Categories (full list in examples/): Core (hello, std, variants, deep, dynamic, modify, tags); Spec (alias, smart, overlay, inherit, stream, types, binary); Logic & Security (strict, secure, schema, env); DX (errors, trace, source, style); Advanced (emit, rename, flatten, bridge, pipes, global); Future-Proof (portable, mask, patch, suggest, schema_ext); Deep Rust (untagged, borrow, transcode, comments); Platform (diagnostic, nostd, preserve); Ecosystem (include, figment, validation_garde, validation_validator, diagnostic_path, robotics_polymorphism).


Benchmarks

cargo bench --bench benchmarks            # core throughput
cargo bench --bench comparison            # vs serde_yaml_ng, yaml-rust2, saphyr
cargo bench --bench architecture          # streaming vs AST, zero-copy, span-free
cargo bench --bench simd            --features simd
cargo bench --bench numeric_parse         # SWAR decimal pipeline
cargo bench --bench structural_bitmask
cargo bench --bench streaming_vs_value
cargo bench --bench incremental_repair    # CST edit cost
cargo bench --bench validation_overhead
cargo bench --bench large_doc_soak

Reproducible on Apple M-series + ubuntu-latest. Published throughput tables sit in the Benchmarks section of the workspace README: noyalib is faster than every other pure-Rust YAML library on every deserialize fixture measured. Speedup ranges: 1.69×–2.00× vs serde-saphyr, 1.48×–1.96× vs serde_yml, 1.42×–1.84× vs serde_yaml_ng, 1.38×–1.74× vs yaml-spanned, 1.11×–1.36× vs yaml-rust2. Serialize is 3.00×–4.34× ahead of serde_yaml_ng. The structural-bitmask scanner runs 4.2× (stable) / 9.2× (nightly-simd) over the memchr loop on 1 MiB documents; the SWAR decimal parser runs 2.17–2.52× faster than the stdlib from_str.


When not to use noyalib

  • You need to round-trip comments through the data-binding API. The YAML data model excludes comments by spec. The lossless CST (noyalib::cst::Document) preserves them byte-for-byte for the tooling path, but from_str::<T>to_string(&T) does not. No Rust YAML library currently round-trips comments through a typed deserialise / serialise pair.
  • You need a different YAML 1.1 resolution rule than the three the spec actually disagrees with 1.2 on. noyalib defaults to YAML 1.2 strict semantics; opt in via ParserConfig::version(YamlVersion::V1_1) to flip the three resolver-table differences (yes / no / on / off booleans, bare-0 octal 0644, sexagesimal 60:00) on as a bundle. Other 1.1-isms (mandatory !! tag prefix, broader timestamp parsing) are not currently version-gated; both 1.1 and 1.2 mode accept the relaxed forms.

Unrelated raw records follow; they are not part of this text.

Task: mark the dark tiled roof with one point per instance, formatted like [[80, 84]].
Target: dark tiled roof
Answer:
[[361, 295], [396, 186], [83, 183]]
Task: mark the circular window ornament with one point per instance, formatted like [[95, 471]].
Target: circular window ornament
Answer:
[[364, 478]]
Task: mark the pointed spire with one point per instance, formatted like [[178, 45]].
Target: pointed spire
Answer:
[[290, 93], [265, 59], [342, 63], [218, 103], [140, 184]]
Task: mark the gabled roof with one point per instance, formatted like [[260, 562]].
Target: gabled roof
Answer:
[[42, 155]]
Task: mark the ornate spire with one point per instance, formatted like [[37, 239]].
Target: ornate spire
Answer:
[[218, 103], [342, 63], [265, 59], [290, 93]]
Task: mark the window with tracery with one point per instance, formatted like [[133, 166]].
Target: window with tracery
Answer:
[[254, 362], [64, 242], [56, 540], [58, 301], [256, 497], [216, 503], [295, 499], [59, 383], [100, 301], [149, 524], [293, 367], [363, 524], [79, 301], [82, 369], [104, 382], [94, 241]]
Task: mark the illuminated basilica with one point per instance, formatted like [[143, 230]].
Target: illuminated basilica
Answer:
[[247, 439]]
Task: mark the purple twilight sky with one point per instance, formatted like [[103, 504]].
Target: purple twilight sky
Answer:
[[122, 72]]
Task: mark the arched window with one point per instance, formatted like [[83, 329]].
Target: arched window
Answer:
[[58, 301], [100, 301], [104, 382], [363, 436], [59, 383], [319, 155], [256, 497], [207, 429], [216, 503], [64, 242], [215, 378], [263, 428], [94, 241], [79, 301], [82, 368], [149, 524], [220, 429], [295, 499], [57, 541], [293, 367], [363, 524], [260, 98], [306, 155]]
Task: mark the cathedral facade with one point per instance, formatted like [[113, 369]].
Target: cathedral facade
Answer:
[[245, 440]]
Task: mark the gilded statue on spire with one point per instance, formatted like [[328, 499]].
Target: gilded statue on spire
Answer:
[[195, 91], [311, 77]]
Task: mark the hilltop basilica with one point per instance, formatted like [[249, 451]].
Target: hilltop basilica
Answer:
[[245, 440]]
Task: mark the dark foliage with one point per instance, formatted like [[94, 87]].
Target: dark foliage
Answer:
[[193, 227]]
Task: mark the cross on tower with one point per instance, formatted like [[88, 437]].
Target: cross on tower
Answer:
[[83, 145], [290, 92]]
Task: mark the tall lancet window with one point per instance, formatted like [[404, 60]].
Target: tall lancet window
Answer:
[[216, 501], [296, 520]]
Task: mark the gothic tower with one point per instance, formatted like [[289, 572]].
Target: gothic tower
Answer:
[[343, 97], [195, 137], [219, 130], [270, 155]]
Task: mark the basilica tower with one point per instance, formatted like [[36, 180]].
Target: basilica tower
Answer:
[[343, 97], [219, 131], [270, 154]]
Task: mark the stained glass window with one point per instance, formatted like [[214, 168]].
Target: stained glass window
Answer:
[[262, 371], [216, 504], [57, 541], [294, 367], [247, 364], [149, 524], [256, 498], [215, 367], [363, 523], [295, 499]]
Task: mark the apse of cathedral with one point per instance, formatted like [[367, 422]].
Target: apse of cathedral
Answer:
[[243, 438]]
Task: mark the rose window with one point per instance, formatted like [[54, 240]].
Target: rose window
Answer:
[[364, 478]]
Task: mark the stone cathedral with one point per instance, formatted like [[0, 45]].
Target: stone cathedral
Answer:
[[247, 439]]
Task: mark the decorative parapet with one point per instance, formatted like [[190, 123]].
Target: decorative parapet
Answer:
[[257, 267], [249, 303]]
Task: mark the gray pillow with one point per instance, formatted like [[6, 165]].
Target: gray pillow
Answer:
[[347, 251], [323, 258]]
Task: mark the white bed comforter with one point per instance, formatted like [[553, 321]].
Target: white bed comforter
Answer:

Migrating from another YAML crate

The headline diff for serde_yaml 0.9 plus a name-for-name mapping table sits in the workspace README. The deeper guide also covers serde_yml, yaml_serde, serde-yaml-ng, serde-norway, serde-yaml-bw, serde-saphyr, and yaml-spanned — per-crate function tables, behavioural-difference notes, the drop-in shim, and a migration checklist: doc/MIGRATION-FROM-SERDE-YAML.md.


Documentation


License

Dual-licensed under Apache 2.0 or MIT, at your option.